There is no 'native' way to get a Raspberry Pi 4 running Manjaro: the netboot technique you can use when first starting a Pi only permits Raspberry Pi OS or Ubuntu to be fetched and installed via the built-in 'official' channels.
However, it's not hard to get things working. On my standard PC, I installed the Raspberry Pi Imager (there are versions available for Windows, and most Linux distros have the package in their standard repositories). I then manually downloaded the Manjaro ARM image for Raspberry Pi from the Manjaro website itself:
As you can see, you select the 'Raspberry Pi 4...' item from the drop-down list towards the top of the screen, then you get to choose which desktop environment you want: I chose XFCE for no particular reason, other than I wanted to be kind to my Pi and considered both Gnome and KDE to be a bit too demanding for it!
Once you download the OS image (by clicking the 'Download' badge under your chosen desktop) and then selecting 'Image', you end up downloading a file called something like Manjaro-ARM-xfce-rpi4-23.02.img.xz into your PC's standard download location. You then fire up the Raspberry Pi Imager utility, point it at the .img.xz file and direct it to write it to the microSD card you've somehow plugged into your PC (I used a USB stick that accepts microSD cards): you tell it to write the image and about 6 minutes later, it's all finished and ready to be used.

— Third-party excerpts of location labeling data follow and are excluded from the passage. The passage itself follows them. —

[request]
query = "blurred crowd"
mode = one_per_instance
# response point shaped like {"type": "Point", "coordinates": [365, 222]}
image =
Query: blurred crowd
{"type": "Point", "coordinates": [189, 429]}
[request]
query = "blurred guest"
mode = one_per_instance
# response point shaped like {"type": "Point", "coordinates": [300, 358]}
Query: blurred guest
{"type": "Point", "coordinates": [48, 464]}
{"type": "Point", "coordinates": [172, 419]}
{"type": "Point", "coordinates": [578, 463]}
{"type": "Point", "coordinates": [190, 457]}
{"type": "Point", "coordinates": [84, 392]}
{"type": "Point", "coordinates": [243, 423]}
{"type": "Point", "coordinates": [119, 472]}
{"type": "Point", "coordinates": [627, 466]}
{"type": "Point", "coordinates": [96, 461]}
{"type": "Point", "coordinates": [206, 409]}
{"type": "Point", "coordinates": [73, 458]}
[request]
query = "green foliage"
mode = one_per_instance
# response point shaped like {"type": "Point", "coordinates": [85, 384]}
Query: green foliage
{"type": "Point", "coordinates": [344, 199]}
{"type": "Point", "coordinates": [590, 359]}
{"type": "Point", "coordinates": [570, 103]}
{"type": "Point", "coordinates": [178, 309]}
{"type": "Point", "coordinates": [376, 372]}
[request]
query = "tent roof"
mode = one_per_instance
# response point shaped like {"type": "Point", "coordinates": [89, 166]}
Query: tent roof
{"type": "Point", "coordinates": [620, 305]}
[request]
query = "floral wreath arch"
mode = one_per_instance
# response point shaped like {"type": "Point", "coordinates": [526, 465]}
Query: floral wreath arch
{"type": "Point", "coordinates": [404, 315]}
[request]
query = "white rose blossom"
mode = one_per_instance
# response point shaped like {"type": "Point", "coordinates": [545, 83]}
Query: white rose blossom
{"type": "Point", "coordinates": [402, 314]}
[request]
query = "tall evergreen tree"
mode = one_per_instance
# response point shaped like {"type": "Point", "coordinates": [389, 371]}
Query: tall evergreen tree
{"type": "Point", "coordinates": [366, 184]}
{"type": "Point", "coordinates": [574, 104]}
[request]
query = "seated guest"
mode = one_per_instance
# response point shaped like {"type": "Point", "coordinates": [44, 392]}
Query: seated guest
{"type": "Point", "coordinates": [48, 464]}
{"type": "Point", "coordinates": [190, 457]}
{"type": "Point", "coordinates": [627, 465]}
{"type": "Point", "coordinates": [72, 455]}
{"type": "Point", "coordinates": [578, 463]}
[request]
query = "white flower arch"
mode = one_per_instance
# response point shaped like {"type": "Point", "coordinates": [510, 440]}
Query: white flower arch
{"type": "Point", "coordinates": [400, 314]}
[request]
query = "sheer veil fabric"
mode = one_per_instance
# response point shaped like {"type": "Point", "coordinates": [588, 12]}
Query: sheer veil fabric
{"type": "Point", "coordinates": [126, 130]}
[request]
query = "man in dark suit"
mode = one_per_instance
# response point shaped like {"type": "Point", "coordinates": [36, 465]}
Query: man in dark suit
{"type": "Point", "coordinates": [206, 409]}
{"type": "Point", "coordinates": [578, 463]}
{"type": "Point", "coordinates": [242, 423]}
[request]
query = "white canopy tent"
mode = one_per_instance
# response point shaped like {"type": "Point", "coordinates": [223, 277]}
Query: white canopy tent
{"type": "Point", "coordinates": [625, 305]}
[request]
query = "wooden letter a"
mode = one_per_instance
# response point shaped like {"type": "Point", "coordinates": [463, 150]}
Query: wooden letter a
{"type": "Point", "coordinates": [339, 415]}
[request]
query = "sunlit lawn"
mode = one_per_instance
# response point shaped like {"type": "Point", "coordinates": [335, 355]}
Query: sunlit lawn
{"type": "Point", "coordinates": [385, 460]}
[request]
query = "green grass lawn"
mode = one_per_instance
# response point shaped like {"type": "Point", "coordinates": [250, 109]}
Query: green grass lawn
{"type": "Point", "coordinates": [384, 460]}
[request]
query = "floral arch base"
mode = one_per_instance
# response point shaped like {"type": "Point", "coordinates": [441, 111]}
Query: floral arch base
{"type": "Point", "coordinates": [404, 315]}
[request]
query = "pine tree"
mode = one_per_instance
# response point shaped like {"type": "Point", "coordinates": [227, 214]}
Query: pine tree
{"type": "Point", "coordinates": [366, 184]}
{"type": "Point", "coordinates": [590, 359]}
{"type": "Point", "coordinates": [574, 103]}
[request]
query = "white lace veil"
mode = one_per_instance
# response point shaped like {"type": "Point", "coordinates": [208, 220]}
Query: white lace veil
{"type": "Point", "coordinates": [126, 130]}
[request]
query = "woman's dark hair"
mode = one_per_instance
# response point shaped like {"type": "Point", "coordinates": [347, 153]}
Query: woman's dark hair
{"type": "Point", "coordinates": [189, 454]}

You then insert the microSD card into your Pi, power it on, let it boot up and perform some initial configuration (username, password, etc), reboot when prompted... and you're ready to install Giocoso in the standard way.
The Giocoso installation is completely painless and results, first time of asking, in a fully-functional Giocoso program, complete with an ability to display in-terminal album art, as this designer intended:
My only caveat at this point is that whilst everything looks perfectly fine, I wasn't enamoured of the sound of things: if I tried to do anything at all on the Pi whilst music was playing (such as using a file manager to copy the above screenshot off to a network drive), the sound would stutter. This did not happen when Raspberry Pi OS was in use... so maybe even the XFCE desktop was a bit to 'heavyweight' for my Pi. I am confident a Pi 5 would cope much better, of course... but I haven't summoned up the cash to buy one of those as yet to find out for sure! In any case, if I left even my feeble Pi 4 alone to only do music playback, it coped just fine. Your mileage might vary, of course!